Todo ello se debe en parte a la debilidad y falta de convicción de quienes predican desde la izquierda y el centro la fórmula federal o confederal como vía de salida natural del audaz experimento autonómico español. El modelo suizo, donde los escolares y todos los ciudadanos en general reconocen, comparten y utilizan en mayor o menor medida las cuatro lenguas oficiales propias de los diferentes cantones del país -francés, alemán, italiano y romanche- debería contribuir de forma constructiva al debate sobre la inevitable reforma constitucional.
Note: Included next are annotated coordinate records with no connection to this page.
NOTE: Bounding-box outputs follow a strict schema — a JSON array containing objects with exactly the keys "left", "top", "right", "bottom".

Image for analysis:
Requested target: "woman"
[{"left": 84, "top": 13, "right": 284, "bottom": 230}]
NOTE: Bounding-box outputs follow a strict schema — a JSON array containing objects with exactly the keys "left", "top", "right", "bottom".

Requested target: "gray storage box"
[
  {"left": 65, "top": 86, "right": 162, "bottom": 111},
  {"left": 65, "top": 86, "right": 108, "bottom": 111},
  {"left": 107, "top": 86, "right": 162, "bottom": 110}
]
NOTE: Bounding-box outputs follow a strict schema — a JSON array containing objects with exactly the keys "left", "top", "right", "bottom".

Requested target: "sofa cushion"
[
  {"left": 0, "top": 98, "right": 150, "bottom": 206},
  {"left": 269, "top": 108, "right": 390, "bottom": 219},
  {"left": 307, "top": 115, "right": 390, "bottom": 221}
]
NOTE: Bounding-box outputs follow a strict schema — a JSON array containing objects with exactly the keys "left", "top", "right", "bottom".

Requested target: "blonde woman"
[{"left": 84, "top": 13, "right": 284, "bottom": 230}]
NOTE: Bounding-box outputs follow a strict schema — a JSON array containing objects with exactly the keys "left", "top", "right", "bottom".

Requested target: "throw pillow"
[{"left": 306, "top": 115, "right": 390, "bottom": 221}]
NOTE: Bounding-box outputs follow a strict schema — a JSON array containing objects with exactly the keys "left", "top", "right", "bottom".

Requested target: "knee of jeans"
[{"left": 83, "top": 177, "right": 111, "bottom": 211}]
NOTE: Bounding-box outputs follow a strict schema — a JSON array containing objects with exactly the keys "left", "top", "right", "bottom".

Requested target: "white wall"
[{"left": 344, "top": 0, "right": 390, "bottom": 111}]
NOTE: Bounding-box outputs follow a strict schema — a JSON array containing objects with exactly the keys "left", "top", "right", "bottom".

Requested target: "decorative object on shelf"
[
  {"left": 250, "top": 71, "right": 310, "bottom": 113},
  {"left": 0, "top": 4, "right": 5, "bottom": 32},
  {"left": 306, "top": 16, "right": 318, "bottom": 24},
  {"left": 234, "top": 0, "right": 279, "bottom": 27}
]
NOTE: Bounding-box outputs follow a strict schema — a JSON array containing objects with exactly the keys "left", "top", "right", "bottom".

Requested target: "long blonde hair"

De momento, sin embargo, el panorama es desolador. Produce escalofríos el enconamiento de quienes se atribuyen la misión de “salvar” el castellano en Cataluña mientras el catalán –al igual que el euskera y el gallego- apenas se conoce y usa en el resto de España más que para el escarnio, la parodia o, en el mejor de los casos, la condescendencia folclórica. La cruzada lingüística emprendida por el ministro Wert -a escala estatal- y el presidente Bauzá -a escala regional- para “castellanizar” las comunidades bilingües revela la ceguera y el dogmatismo de la derecha “sin complejos” fundada en su día por José María Aznar. Hoy parece más dispuesta que nunca a ‘españolizar’ España con apoyo de su mayoría aplastante en las Cortes y la coartada de la crisis del Estado protector. A la vista de la deriva de la crisis política abierta irremisiblemente en Cataluña, la gran pregunta es: ¿hay alguien al otro lado capaz de entender las cosas y evitar el naufragio?